This week, the algorithm decided to spit forth an eponymous album from a band by the name of Magick Potion, to which I thought, “Cool! A new archival release from Ancient Grease Records!” Surely, with a moniker like that and a wardrobe straight out of the swinging ’60s, there’s no way these dudes were of this century…right? Wrong. Based out of Baltimore, the land of Deathfest and Cal Ripken Jr., Magick Potion are the latest trio of fuzzed-out freaks to tackle the tripped out proto-metallic sounds of the late ’60s and early ’70s: An era that seems to be further neglected in the scope of metal history as time goes on.
Obviously, you don’t need me to tell you that Black Sabbath weren’t alone in their quest to spread the “devil’s music”. There were countless bands leading up to their unholy birth (i.e. Blue Cheer, Vanilla Fudge, Grand Funk Railroad, Led Zeppelin, and Deep Purple (Mk. 1)), as well as the wave of bands who emerged after (i.e. Uriah Heep, Budgie, Lucifer’s Friend, Sir Lord Baltimore, and Deep Purple (Mk. 2)), that helped establish the sound we know today as heavy metal. And contrary to whatever pretentious millennial assholes say today about these bands merely being “hard rock” because they don’t sound like Reign in Blood or Left Hand Path (you know the types I’m talking about), well, they simply don’t know any better. Rome wasn’t built in a day!
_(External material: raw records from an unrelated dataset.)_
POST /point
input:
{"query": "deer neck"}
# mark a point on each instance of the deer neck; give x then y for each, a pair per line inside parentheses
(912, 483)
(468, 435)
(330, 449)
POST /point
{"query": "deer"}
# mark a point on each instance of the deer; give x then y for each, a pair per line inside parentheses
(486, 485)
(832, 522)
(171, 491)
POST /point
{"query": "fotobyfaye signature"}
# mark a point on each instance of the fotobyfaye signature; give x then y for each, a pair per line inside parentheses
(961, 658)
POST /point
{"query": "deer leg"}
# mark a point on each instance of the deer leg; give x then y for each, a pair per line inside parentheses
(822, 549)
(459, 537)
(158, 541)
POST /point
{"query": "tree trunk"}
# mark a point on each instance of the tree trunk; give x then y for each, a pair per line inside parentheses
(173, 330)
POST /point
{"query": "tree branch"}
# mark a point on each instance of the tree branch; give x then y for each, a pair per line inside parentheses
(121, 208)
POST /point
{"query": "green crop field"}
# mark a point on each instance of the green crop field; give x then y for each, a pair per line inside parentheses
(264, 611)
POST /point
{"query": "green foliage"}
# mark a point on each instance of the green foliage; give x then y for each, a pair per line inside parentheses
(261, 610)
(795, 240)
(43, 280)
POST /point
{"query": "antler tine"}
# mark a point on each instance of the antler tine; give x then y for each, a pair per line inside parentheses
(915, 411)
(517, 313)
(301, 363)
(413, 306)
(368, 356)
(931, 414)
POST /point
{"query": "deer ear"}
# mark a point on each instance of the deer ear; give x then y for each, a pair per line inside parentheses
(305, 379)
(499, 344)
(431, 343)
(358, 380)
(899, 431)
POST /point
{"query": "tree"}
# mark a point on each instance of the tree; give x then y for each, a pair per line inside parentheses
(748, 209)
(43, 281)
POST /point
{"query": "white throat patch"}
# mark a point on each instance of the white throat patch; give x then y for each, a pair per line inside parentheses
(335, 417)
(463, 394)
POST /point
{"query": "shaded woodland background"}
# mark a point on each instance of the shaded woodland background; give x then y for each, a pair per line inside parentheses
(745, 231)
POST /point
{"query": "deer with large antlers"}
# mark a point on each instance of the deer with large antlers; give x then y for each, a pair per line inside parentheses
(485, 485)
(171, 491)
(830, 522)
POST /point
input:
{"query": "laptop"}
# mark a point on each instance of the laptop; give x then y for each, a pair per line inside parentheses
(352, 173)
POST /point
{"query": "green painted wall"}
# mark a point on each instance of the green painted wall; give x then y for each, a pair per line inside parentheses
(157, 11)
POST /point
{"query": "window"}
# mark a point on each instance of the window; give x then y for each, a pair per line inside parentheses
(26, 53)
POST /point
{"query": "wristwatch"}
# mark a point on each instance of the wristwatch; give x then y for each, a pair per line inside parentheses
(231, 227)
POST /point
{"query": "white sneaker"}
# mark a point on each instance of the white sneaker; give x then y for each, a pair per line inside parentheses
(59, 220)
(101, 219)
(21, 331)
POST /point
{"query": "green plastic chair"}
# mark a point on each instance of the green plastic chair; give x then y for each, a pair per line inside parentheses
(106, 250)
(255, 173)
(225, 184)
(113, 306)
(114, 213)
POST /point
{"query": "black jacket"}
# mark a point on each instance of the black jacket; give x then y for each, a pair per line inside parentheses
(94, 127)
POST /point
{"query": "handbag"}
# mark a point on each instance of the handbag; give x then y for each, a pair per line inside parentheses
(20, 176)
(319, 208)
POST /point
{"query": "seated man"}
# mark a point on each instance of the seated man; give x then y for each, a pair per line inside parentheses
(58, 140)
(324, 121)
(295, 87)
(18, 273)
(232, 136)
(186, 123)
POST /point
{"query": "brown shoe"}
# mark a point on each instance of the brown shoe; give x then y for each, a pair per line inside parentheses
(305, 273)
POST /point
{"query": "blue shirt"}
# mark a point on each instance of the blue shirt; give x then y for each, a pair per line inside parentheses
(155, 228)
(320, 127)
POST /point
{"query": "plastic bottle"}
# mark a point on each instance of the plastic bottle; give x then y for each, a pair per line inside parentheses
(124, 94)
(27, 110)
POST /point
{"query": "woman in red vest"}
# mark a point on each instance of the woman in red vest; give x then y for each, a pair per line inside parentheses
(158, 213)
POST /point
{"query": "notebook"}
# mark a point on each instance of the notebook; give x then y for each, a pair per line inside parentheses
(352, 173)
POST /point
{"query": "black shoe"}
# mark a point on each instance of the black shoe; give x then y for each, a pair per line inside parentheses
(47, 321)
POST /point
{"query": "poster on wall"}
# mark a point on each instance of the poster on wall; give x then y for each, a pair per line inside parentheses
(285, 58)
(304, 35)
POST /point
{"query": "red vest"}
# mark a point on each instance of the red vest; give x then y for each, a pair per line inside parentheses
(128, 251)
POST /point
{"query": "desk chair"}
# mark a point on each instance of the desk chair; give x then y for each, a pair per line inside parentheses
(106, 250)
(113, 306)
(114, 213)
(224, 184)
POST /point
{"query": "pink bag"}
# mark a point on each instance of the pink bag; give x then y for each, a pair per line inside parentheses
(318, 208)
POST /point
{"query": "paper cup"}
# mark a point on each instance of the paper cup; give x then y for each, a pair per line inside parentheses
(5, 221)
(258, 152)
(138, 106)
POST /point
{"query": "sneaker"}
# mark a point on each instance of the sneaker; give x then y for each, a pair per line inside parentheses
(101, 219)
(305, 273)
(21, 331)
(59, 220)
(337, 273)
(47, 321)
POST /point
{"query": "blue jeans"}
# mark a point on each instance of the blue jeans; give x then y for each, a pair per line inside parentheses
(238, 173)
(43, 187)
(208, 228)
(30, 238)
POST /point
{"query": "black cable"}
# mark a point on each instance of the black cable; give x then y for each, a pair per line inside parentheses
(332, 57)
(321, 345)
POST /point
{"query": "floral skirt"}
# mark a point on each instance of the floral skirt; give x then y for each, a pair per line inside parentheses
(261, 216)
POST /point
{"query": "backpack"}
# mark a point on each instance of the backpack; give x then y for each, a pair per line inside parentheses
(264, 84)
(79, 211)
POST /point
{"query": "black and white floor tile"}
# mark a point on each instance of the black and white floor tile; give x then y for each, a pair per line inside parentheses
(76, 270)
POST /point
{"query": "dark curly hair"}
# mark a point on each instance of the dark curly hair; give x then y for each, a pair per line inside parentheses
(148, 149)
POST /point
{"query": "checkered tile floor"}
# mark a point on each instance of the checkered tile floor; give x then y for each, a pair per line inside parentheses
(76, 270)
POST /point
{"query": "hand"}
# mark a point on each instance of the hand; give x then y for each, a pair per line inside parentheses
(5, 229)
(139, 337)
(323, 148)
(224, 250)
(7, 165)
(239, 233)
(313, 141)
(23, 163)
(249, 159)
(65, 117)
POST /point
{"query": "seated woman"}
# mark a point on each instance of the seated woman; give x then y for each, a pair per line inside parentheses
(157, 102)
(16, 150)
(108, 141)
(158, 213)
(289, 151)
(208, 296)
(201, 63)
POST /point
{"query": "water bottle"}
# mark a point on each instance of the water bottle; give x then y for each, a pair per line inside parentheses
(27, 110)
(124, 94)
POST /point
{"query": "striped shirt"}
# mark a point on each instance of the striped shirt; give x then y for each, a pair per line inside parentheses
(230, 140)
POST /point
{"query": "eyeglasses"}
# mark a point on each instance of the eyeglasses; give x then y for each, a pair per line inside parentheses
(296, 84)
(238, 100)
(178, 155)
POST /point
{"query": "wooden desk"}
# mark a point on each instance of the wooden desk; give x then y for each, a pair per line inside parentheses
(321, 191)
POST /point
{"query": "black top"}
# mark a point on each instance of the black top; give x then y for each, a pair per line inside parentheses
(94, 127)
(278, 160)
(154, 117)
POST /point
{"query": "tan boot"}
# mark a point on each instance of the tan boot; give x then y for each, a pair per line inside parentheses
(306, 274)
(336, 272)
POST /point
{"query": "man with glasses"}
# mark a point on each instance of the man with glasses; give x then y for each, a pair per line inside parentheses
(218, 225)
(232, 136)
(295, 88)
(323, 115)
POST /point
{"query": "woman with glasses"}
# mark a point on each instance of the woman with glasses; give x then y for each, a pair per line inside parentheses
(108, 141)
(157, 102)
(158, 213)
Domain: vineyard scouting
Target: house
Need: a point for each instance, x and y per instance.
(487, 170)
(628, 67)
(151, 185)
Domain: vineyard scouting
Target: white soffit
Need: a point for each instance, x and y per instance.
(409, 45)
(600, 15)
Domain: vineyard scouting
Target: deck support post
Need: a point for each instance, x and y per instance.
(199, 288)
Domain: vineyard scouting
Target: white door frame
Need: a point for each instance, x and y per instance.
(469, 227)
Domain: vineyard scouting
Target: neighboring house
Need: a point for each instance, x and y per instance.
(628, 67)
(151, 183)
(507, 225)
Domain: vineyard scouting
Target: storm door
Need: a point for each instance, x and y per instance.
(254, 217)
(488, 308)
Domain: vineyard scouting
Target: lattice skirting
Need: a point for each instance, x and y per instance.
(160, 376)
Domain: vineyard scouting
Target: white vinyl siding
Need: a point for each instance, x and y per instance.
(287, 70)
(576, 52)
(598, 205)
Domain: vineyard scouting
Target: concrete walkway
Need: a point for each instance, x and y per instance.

Magick Potion falls smack dab in the middle of metal’s sonic advent, with some cuts sounding straight off of a Sabbath album circa ’70, while others could pass as the musical death knell of the flower power era circa the summer of ’69. This is particularly the case for the first two songs, “Fever Dream” and “Empress”: Tripped out voyages of downer rock devastation. The instruments are loud and clear, emboldened by fuzzed out caveman riffs, undeniable grooves, and a genuinely vintage production. Two songs in, and Magick Potion have already made a strong argument for incarnation: They may as well be the second coming of Blue Cheer!
While those first two cuts could be classified as “doom rock”, the pummeling “Love with a Wizard” and “Never Change” double down on the darkness, going full blown early doom metal. Caught somewhere between Sabbath and Pentagram, “Never Change” even boasts a vocal melody eerily similar to Sabbath’s “A National Acrobat”, but I’ll let it slide. True to the era that’s being paid homage, this prehistoric heaviness is fleshed out by figurative palette cleanses. Whether it be dreamy psych ballads (“Chateau Nights”), Led Zeppelin III-esque folk rock (“Pagan”), or droning raga rockers (“Wild Perfumes”), Magick Potion prove that they’re more than a one trick, proto-metal pony.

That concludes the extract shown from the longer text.